O cientista político e diretor do portal noticiasser.pe, Javier Torres, acrescenta que essa forma de agir é típica do fujimorismo. “O de agora é um processo para demonstrar duas coisas. A primeira, anular o processo gerando uma situação de incerteza e chamando à mobilização. A segunda, deixar plantada a dúvida de que Castillo ganhou com fraude”.

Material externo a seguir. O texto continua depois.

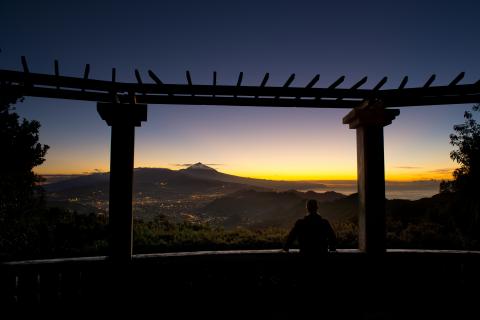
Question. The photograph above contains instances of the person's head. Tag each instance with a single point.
(312, 206)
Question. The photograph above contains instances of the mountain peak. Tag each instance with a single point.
(200, 166)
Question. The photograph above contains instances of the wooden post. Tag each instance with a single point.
(123, 118)
(369, 123)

Observadores internacionais parabenizaram o Peru pela organização da jornada eleitoral. Em nenhum de seus informes se fala de irregularidades. Fujimori, no entanto, encorajou seus seguidores a continuar nas ruas. Essa estratégia, semelhante à de Donald Trump nos Estados Unidos, terminou com o ataque ao Capitólio em Washington, onde morreram cinco pessoas. As consequências no Peru, depois de uma campanha muito tensa que dividiu famílias e amigos, ainda estão por ver.

Dois polos

Fujimori conta com o apoio dos escritórios de advocacia de maior prestígio em Lima, onde a candidata conservadora recebeu apoio esmagador das elites. As provas da alegada fraude não correspondem, de momento, a essa reputação. Ela apresentou casos de vícios de menor gravidade, como a assinatura de um chefe de mesa não ser idêntica à do seu documento de identidade. Vídeos e fotos falsos que circulam online também foram apresentados como evidência de uma conspiração arquitetada pelo partido de Castillo ―uma formação regional caótica e improvisada cuja hierarquia não é clara. Peritos eleitorais ouvidos por este jornal, como Fernando Tuesta, ex-chefe do Escritório Nacional de Processos Eleitorais, consideram que não há indícios de fraude.

A anulação dos votos que Fujimori exige invalidaria a vontade de áreas inteiras, as mais pobres e remotas de Lima, que apoiaram Castillo. A candidata conservadora apela como prova de que em alguns desses lugares obteve zero votos. Foi onde Castillo, que fez campanha com um discurso contra as elites, arrasou. Em algumas regiões, atingiu 90%. Ficou claro que o fujimorismo tem muito pouco impacto no sul do país. O Júri Eleitoral Nacional, último órgão de um sistema de garantia muito, que atrasa a contagem, terá a última palavra sobre um processo que já começou e que, segundo especialistas, pode demorar duas semanas.

Castillo, por sua vez, conta com o conselho de dois prestigiosos ex-advogados, Julio Arbizu e Ronald Gamarra. No passado, perseguiram Fujimori pai e seu principal conselheiro, Vladimiro Montesinos. Ambos estão na prisão hoje. Castillo foi parabenizado por seu triunfo pelo presidente argentino Alberto Fernández e outros ex-líderes de esquerda da América Latina, como Luiz Inácio Lula da Silva e Dilma Rousseff. “Gostaria de saudar os dirigentes políticos que vieram me dizer ‘como é bom que o povo tenha acordado’. Esta é a cidade que tornou isso realidade nas urnas do dia 6 de junho”, discursou Castillo da varanda da sede de seu partido em Lima, onde aparece uma vez por dia para cumprimentar seus seguidores, pessoas que vêm de todas as partes do Peru.

Outros líderes não compartilharam sua vitória com tanto entusiasmo. Dezessete ex-presidentes ibero-americanos solicitaram por meio de um comunicado que nenhum candidato seja declarado vencedor até que as impugnações sejam resolvidas. Entre os signatários estão José María Aznar, Álvaro Uribe e Felipe Calderón, entre outros. Eles pedem aos candidatos que ajudem a manter a paz. Esse é o medo diante dessas duas semanas de incertezas, com os seguidores de ambos na rua e com a tensão crescendo.